9-Million-Buck Bungalow -- For Sale: Medina Home, 6 Br, 11 Ba, Gym

Is the Seattle area ready for luxury estates selling for $45 million?

No one knows for sure, but we may soon find out.

Medina inventor and industrialist Peter La Haye and his wife, Sandy, are asking $45 million for their 30,000-square-foot home on a 5-acre waterfront estate just down the road from Bill Gates.

If the couple get anything close to their asking price, it would be among the priciest home sales in U.S. history. The highest ever paid anywhere in the United States is believed to be $50 million, The Wall Street Journal reported yesterday.

No Puget Sound area home has ever been listed for sale at that higher price.

The price falls short of the $53 million assessed valuation of Gates' house. But in a region still coming to terms with the first few homes breaking the $10 million barrier, it's a startling phenomenon.

"It's off the chart," said Joseph Brazen, owner of the Brazen Group, which sells homes in the "Gold Coast" of Medina, Hunts Point and the west side of Bellevue.

The La Haye property carries an assessed valuation of $16.3 million.

The upper end of the real-estate market broke the $10-million barrier two years ago when former Bayliner executive Don Saunders sold his 1,100-acre Lake Stevens estate for $11 million.

This is happening at a time when the median home price in King County leaped to $216,500 last month, up $30,500 or 16.4 percent from a year earlier.
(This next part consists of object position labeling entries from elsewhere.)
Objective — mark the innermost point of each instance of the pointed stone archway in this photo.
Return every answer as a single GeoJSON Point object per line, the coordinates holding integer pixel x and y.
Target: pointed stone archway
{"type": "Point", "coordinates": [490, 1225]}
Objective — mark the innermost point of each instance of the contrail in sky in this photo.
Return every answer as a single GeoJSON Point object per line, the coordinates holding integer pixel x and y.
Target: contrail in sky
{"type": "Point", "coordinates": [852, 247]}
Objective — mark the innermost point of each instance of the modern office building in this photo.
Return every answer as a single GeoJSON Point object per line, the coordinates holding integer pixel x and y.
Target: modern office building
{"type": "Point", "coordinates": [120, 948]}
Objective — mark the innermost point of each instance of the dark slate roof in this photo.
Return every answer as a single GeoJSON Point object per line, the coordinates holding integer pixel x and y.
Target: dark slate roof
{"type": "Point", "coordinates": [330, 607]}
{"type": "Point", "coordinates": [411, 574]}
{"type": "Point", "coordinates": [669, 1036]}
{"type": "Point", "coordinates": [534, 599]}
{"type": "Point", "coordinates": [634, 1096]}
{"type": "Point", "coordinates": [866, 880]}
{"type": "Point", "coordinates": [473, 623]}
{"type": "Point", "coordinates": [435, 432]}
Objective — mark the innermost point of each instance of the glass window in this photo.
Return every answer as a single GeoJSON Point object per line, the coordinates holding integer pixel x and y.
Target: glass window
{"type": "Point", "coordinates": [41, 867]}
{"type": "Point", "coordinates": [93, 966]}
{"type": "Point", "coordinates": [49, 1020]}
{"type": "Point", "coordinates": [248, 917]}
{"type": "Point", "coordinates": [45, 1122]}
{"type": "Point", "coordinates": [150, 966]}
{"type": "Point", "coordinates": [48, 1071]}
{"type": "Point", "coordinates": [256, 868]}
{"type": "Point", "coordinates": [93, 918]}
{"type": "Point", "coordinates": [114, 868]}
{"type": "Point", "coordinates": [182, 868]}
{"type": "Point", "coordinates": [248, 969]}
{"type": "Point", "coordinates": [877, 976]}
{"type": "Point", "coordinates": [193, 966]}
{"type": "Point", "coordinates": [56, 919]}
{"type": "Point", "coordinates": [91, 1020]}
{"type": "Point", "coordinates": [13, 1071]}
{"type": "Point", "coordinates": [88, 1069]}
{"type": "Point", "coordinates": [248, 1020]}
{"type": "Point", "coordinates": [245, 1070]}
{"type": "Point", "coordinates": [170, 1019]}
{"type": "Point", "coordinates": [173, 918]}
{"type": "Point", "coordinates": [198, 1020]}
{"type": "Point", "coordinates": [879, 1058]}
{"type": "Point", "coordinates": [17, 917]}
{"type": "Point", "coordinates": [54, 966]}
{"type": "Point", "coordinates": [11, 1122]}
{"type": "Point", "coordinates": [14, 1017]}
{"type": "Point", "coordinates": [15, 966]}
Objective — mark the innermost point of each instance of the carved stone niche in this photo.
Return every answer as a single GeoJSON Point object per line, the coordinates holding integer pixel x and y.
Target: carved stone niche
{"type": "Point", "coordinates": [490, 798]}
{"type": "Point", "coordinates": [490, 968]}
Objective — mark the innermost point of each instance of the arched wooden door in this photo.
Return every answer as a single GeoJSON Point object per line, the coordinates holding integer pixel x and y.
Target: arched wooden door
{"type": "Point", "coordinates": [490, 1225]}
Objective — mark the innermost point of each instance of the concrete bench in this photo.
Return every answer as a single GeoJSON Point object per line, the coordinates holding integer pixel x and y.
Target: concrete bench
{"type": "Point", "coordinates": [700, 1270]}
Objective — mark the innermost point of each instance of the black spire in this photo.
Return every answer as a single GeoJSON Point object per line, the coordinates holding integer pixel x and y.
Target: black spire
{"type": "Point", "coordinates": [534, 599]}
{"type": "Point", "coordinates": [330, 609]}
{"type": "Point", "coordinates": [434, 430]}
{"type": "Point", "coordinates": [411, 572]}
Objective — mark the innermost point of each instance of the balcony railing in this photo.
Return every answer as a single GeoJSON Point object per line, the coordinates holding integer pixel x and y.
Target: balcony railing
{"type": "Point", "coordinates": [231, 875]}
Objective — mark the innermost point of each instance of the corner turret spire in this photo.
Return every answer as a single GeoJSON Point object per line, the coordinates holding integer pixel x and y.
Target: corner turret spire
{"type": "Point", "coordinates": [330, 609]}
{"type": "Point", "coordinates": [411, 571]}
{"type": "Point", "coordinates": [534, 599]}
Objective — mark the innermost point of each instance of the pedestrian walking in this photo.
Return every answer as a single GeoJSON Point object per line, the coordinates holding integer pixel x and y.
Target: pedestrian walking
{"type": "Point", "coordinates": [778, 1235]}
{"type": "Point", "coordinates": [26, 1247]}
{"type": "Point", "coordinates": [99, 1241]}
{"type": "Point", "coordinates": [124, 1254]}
The La Hayes' stone house, built in 1988, mixes elements of such styles as English Tudor, French chateaux and Scottish hunting lodges. It has 372 feet of waterfront, a guest house, caretaker's house, 114-foot dock and greenhouse.

The main house has six bedrooms, 11 full or partial bathrooms, an indoor pool and gym and 14 fireplaces.

"I could parallel park a Suburban in the fireplace of the living room," said a real estate agent familiar with the property.

Custom-designed for the La Hayes, the house features hand-hewn posts and beams, a hand-carved door, slate roof, and terra-cotta tile flooring.

Peter La Haye, a high-school dropout from Toronto, made his fortune producing implantable lenses for cataract patients, a diet supplement designed to ward off degenerative eye disorders, and stick-on reading lenses for sunglasses. He is the owner-operator of Redmond-based La Haye Laboratories and Neoptx.

The La Hayes are looking to downsize, said John Brian Losh, owner of the listing agency, Ewing & Clark.

Losh says the owners are ready for what could be a long wait to sell the property. Very expensive homes sometimes take several years to sell.